Why are single men something to be celebrated, while single women are a problem to be fixed?
The latest variation on the Rules theme is that your interior decor could be sending out the 'wrong' signals
Cactus: “too prickly” for men, apparently. Photograph: iStock/Getty
Ladies, did you ever consider that your cactus plant might be the thing standing between you and eternal happiness? Or that the books on your shelf are making you look like a miserable old cow no man could possibly want to date? Or even that your habit of buying single Jo Malone homage candles in Aldi might be subliminally suggesting to prospective lovers that you, too, want to remain alone?
It’s a few years since a new take on The Rules came along to admonish single women for self-sabotaging their chances of “landing” a husband. (Why is it always “landing”, as though unattached men are the equivalent of large aircraft, requiring every human sense and a complex set of instruments to be brought safely home? Anyway, I digress.)
There have been a host of these books over the years. They all have the same hectoring, disappointed-elderly-aunt tone, and all work off the same premise: that every unattached women is desperate to hitch her wagon to any man at all but is ruining her chances by being too keen/too needy/too independent/too bolshie/too rich/too self-sufficient/too keen on children/too keen not to have children/too strong or – as if! – too generally unbothered.
The latest variation on the Rules theme is that your interior decor could be sending out signals that you are a hairy-thighed, cat-loving mung-bean muncher
They go on to offer case studies and “practical advice” to change every single aspect of your personality until you’re no longer, as the Daily Mail so charmingly put it this week, “manrepelling”.
The latest variation on the theme – which does indeed come courtesy of that well-known feminist bible the Daily Mail – is that your interior decor could be sending out signals that you are a hairy-thighed, cat-loving mung-bean muncher.
in my MANrepeller house everything is upholstered with cactus, and the doors are papered over with Audre Lorde, Sylvia Plath and passages from Silvia Federici’s Caliban and the Witch, you're all very welcome— Anna Cafolla (@AnnaCafolla) February 11, 2019
Tips in the article – headlined “How to avoid turning your home into a manrepeller: Interiors therapist reveals the items that could be making your abode off-putting to men” – include getting rid of cactus plants (“too spiky”), dumping or donating “novels with ‘depressing titles’ such as Little Deaths or The Suspect”, and removing portraits of strong single women like Frida Kahlo (“what it’s telling people is: ‘I’m fine on my own.
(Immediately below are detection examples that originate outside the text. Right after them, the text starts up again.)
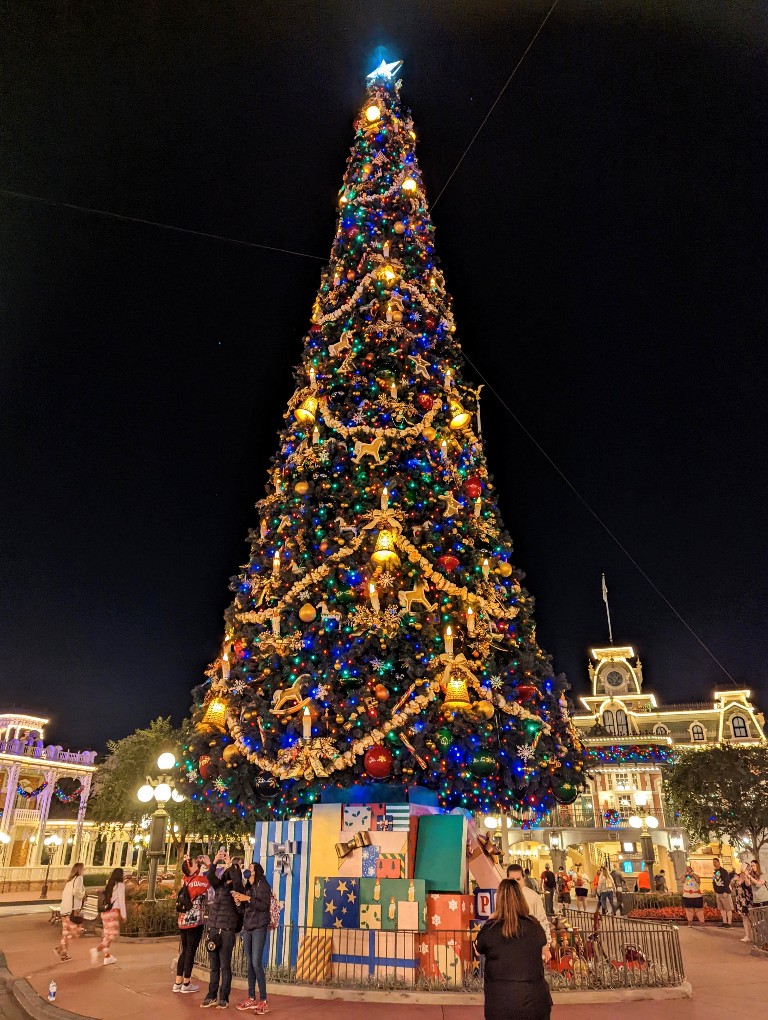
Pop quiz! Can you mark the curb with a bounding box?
[0,951,93,1020]
[194,967,694,1006]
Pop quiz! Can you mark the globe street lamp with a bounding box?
[629,791,659,889]
[40,835,64,900]
[136,751,185,903]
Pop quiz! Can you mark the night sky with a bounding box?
[0,0,768,749]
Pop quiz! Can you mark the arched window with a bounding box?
[730,715,750,736]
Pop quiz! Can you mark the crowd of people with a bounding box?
[54,848,272,1016]
[54,848,768,1020]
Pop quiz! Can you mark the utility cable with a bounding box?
[429,0,560,209]
[461,349,738,687]
[0,188,327,262]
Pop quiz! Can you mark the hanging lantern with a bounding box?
[443,669,469,712]
[371,528,400,570]
[202,698,226,731]
[294,397,317,425]
[448,397,472,432]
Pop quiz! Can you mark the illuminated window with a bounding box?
[730,715,750,736]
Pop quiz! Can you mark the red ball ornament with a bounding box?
[464,474,482,500]
[363,744,392,779]
[438,553,459,571]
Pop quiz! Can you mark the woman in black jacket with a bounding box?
[201,850,243,1009]
[233,861,272,1015]
[477,878,552,1020]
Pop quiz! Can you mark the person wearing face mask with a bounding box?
[200,847,243,1010]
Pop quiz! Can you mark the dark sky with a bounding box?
[0,0,768,748]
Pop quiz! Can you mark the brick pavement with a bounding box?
[0,914,768,1020]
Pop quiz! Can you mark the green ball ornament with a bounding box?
[433,729,453,751]
[554,779,578,804]
[469,751,497,779]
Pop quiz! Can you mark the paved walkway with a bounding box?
[0,913,768,1020]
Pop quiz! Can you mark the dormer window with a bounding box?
[730,715,750,740]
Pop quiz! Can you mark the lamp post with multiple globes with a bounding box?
[136,751,185,903]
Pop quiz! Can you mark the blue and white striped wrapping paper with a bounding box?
[253,820,312,966]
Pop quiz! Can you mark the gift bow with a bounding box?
[267,839,301,875]
[336,832,371,861]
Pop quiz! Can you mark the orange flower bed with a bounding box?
[627,907,722,923]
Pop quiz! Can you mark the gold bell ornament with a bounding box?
[371,528,400,570]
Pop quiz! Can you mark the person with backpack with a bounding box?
[91,868,125,967]
[232,861,276,1016]
[542,864,557,917]
[53,861,86,963]
[200,848,243,1010]
[171,857,210,995]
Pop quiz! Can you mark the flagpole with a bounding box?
[603,574,613,645]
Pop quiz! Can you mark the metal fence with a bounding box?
[750,907,768,953]
[196,911,685,991]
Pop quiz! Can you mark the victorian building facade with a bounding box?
[485,646,766,890]
[0,712,96,883]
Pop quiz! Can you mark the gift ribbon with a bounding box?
[267,839,301,875]
[336,832,371,861]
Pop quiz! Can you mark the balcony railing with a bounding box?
[530,804,673,831]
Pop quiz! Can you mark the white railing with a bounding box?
[0,740,96,765]
[11,808,40,825]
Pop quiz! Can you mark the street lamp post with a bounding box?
[40,835,64,900]
[136,751,185,903]
[629,791,659,891]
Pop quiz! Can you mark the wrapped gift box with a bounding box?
[426,893,474,931]
[335,829,408,878]
[331,929,416,985]
[312,877,360,928]
[360,878,426,931]
[416,931,473,987]
[296,931,334,984]
[413,814,467,893]
[376,848,405,878]
[253,820,312,965]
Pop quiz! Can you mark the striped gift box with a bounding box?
[253,820,312,966]
[296,931,334,984]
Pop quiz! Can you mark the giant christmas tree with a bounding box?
[186,57,582,815]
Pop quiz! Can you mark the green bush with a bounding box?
[121,890,178,938]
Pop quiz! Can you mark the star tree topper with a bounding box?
[366,60,403,82]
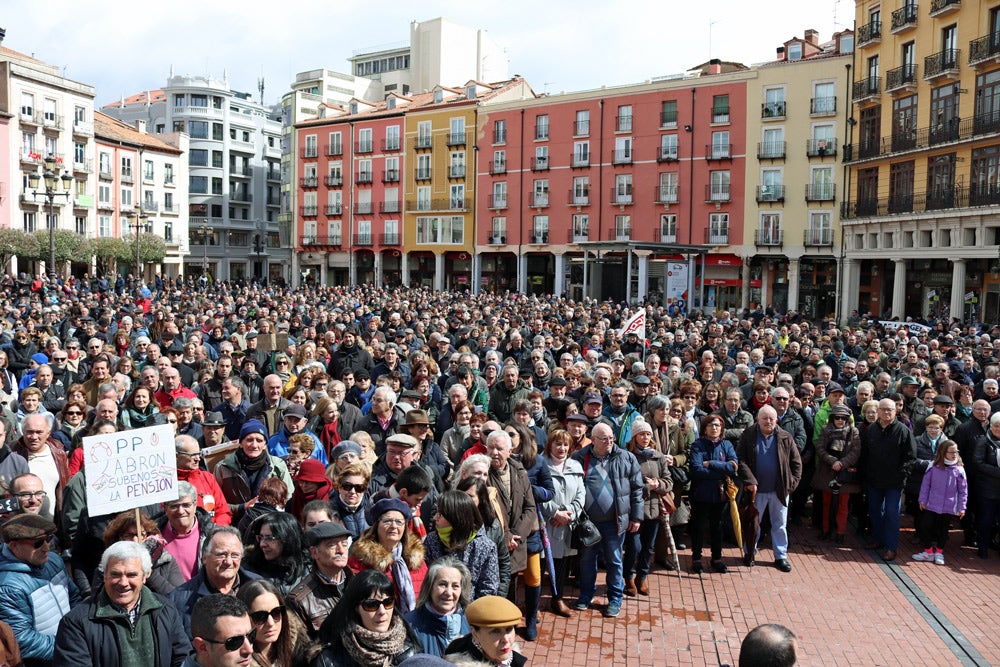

I don’t need anybody else. I am perfectly comfortable as I am. Don’t mess with me’”).
Instead, lovelorn singletons should be buying things in pairs and transforming their bedroom into “a boudoir to welcome a man into”, where he is “not squashed out by anything else”. They should also be decluttering, because “clutter makes us fat”. In case you’re wondering, the advice comes from a “feng shui expert” and “interiors therapist” who charges about €450 an hour for her services.
The Daily Mail is no doubt already consulting its panel of well-paid feng-shui experts for a follow-up piece full of similarly hilariously sexist tips for single chaps to avoid turning their homes into womanrepellers.
They might include getting rid of the charity-shop bedlinen. Or simply, you know, getting some bedlinen. Or just getting an actual bed, as opposed to the mattress on the floor. (Or, in the case of one formerly very single friend of mine, getting rid of the pot that had taken up permanent residence under the bed, so that he didn’t have to get up and go all the way to the bathroom for a sneaky vomit.)
In a piece full of hilariously sexist tips for single chaps, I’d like a chapter on why La-Z-Boy armchairs are an actual contraceptive in the eyes of style-conscious females
There could be a whole chapter dedicated to introducing the notion that you can actually buy glassware in shops, rather than just liberate it from the pub. And that, although a gay-pride flag in your window might signal your wokeness, it doesn’t actually constitute curtains.
While we’re at it, I’d like a chapter dedicated to why La-Z-Boy armchairs are an actual contraceptive in the eyes of style-conscious females. And why women look on your games console with the same affection you reserve for the collection of fluffy cushions from Penneys that is currently occupying 75 per cent of the available space on the bed.
I’m available to write the article, Daily Mail. I won’t even charge you €450 an hour. Only, of course, the article won’t get written, just like all the books, pitched at men, full of advice on how to overhaul every aspect of their lives in order to make themselves more palatable to women don’t get published. Society doesn’t see single men as an ugly reminder of its own shortcomings. They’re something to be celebrated, while single women are a problem to be fixed. Starting with that cactus.